In this short post I want to take a closer look at Imply Pivot and how to address a common scenario for analytics: Let’s assume we want to filter on a dimension value, but we want to exclude rather than include a set of dimension values.

This is easy! you may say. Just use the built in exclusion function that you can use in a dimension filter:

Static exclusion filter

But not so fast! While the filter dialog features a search box to find values by prefix or included value, you will eventually end up with a static list of values. For an inclusion filter you could instead enter a substring (“Contains”), or even a regular expression. It would be nice to have a similar function to exclude values based on a rule expression!

For instance, I am looking at the quickstart Wikipedia data set and I would like to exclude all the pages that start with either Wikipedia: or User:. But every day there can be new users and pages, so it is important to keep the filter general.

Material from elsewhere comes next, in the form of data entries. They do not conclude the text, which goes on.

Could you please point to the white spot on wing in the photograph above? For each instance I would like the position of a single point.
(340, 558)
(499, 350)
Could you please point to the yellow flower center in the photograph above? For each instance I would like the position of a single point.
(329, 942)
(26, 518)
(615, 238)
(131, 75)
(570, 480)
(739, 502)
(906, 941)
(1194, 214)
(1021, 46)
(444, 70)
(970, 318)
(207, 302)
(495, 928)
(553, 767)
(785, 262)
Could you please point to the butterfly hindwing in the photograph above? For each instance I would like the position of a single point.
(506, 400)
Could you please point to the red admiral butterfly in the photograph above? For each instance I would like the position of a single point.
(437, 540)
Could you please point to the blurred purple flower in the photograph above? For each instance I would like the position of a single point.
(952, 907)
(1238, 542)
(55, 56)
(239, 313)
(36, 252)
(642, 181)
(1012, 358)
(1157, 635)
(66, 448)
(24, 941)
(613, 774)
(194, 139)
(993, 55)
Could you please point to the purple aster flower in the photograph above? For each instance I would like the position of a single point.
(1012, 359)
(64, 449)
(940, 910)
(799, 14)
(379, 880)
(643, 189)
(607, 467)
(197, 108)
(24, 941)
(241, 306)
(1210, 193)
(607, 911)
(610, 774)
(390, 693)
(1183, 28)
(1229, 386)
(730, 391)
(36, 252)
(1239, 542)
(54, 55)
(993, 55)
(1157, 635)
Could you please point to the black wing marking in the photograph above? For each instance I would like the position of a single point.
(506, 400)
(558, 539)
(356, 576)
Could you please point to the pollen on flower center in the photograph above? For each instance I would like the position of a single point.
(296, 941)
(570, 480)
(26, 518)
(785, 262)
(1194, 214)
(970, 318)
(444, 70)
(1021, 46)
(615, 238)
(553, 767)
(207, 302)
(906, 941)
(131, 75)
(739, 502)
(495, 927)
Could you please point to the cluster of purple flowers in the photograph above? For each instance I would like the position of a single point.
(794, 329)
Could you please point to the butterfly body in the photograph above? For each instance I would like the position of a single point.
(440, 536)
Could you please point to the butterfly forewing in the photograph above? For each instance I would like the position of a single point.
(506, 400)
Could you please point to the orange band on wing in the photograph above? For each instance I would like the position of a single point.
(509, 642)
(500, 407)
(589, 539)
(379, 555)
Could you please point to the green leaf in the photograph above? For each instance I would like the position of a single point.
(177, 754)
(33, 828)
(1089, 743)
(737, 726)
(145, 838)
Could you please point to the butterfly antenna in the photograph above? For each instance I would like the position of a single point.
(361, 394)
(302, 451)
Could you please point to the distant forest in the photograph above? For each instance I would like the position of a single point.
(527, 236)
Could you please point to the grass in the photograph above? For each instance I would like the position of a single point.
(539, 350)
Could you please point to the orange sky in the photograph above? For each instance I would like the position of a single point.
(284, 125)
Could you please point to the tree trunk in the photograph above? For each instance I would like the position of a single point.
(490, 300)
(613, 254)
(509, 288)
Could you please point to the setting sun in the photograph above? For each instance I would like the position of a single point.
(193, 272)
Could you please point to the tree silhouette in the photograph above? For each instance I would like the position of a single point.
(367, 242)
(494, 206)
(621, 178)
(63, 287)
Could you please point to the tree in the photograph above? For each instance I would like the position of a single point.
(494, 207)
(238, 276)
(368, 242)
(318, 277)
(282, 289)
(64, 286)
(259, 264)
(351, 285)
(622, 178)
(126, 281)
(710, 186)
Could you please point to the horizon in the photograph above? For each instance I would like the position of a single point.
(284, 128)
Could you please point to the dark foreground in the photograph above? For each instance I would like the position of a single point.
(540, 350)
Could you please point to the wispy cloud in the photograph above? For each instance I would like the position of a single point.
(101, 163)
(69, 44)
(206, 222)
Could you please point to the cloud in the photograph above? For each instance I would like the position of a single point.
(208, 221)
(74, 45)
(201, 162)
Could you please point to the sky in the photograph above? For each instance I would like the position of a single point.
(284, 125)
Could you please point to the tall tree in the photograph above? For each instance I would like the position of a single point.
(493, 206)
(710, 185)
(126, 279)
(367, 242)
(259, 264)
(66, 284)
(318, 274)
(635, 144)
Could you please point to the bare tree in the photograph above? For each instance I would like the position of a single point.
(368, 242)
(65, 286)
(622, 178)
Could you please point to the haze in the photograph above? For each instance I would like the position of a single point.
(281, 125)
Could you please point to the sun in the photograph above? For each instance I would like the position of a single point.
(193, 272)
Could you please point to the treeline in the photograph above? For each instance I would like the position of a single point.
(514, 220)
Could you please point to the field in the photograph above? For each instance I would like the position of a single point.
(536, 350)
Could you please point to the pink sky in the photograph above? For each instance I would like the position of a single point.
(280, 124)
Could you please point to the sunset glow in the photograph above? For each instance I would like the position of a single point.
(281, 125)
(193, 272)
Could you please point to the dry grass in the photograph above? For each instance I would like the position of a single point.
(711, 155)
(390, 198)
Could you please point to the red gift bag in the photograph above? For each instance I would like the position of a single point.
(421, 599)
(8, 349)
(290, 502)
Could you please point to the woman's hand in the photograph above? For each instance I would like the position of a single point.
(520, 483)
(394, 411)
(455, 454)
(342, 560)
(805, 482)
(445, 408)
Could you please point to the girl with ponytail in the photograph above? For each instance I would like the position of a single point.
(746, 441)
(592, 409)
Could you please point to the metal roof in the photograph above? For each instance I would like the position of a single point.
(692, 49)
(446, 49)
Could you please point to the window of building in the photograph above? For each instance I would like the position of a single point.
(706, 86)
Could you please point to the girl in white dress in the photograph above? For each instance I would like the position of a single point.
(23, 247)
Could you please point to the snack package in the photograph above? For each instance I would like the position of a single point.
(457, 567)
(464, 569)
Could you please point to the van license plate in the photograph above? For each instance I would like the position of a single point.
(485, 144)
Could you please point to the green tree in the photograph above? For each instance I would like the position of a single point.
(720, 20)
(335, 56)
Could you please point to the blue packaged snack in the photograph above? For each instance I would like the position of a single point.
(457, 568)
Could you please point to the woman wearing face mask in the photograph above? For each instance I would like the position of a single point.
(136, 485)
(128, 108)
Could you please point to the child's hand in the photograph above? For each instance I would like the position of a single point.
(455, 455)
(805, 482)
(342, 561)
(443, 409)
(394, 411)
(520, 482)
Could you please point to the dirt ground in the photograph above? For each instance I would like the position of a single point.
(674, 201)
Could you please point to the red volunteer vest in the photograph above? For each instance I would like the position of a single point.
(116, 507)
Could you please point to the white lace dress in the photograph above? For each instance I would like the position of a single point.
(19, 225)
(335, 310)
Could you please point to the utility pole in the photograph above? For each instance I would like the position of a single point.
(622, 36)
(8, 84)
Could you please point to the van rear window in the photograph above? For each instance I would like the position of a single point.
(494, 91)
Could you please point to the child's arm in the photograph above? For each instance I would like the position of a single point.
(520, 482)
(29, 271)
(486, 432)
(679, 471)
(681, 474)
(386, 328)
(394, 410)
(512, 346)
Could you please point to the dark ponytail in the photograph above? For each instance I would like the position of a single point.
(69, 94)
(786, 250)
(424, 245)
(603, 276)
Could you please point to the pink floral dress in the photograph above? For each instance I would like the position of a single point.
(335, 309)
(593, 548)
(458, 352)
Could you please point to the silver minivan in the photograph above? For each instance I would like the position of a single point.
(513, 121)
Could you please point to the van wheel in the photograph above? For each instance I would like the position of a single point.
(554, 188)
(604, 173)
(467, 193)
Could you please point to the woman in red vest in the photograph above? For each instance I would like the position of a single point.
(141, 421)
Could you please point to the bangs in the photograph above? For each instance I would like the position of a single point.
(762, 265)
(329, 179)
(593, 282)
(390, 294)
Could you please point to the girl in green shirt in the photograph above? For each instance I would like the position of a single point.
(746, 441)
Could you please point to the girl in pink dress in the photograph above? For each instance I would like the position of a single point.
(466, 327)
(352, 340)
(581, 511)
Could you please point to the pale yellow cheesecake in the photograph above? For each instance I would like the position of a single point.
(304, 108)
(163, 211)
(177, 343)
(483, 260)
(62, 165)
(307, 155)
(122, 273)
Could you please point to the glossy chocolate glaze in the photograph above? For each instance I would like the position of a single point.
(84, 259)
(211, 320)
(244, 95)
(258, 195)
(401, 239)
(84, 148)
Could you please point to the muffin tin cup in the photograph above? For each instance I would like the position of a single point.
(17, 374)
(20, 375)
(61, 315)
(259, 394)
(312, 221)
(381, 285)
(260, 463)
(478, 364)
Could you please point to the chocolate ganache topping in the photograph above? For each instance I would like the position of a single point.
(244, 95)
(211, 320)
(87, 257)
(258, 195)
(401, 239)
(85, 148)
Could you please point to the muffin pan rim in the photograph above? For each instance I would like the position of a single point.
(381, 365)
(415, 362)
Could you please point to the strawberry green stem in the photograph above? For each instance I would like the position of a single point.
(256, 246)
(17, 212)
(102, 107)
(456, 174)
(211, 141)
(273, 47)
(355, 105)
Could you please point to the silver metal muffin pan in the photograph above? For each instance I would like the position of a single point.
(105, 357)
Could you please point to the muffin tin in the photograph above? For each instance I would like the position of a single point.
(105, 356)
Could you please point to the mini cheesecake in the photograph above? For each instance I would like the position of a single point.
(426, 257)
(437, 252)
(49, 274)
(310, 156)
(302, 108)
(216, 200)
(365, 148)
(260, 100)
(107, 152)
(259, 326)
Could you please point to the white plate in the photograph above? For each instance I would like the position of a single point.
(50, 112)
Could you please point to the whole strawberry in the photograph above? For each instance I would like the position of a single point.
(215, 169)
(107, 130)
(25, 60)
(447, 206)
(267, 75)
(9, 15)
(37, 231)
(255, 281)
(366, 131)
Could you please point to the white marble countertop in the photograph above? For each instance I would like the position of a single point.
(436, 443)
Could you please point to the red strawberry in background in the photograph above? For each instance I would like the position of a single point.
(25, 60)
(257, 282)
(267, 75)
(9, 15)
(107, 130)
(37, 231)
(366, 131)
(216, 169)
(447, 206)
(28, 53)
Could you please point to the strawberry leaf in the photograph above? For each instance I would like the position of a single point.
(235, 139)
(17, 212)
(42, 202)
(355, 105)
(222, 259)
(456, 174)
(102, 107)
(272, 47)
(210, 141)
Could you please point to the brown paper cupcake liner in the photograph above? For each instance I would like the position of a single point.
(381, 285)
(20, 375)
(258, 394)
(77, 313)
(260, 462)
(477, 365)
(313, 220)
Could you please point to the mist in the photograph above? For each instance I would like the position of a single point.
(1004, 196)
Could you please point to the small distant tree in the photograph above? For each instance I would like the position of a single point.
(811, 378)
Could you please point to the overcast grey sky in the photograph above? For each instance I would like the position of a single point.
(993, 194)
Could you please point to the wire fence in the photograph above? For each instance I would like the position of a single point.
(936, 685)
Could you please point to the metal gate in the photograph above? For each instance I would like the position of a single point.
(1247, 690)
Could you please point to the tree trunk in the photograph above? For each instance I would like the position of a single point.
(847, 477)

The solution lies in using regular expressions. In order to exclude certain words, the regular expression engine supports negative lookaheads. The phrase (?!abc), in a regular expression, matches any string that is not followed by “abc”. To exclude occurrences at the beginning, we prepend this by the ^ symbol. Also, because we want to exclude either of two words, we can make use of the conjunction operator |. With that, the filter regex becomes:

^(?!User:|Wikipedia:)

Let’s enter this in Pivot:

Regex filter with negative lookahead

You can experiment with more complex exclusion rules: for instance, you could include wildcards or character lists to match the same prefix in other languages too!

Learnings

  • Regular expressions are a powerful way of filtering string dimensions in Pivot.
  • Regular expressions can be used for exclusion filtering using negative lookaheads.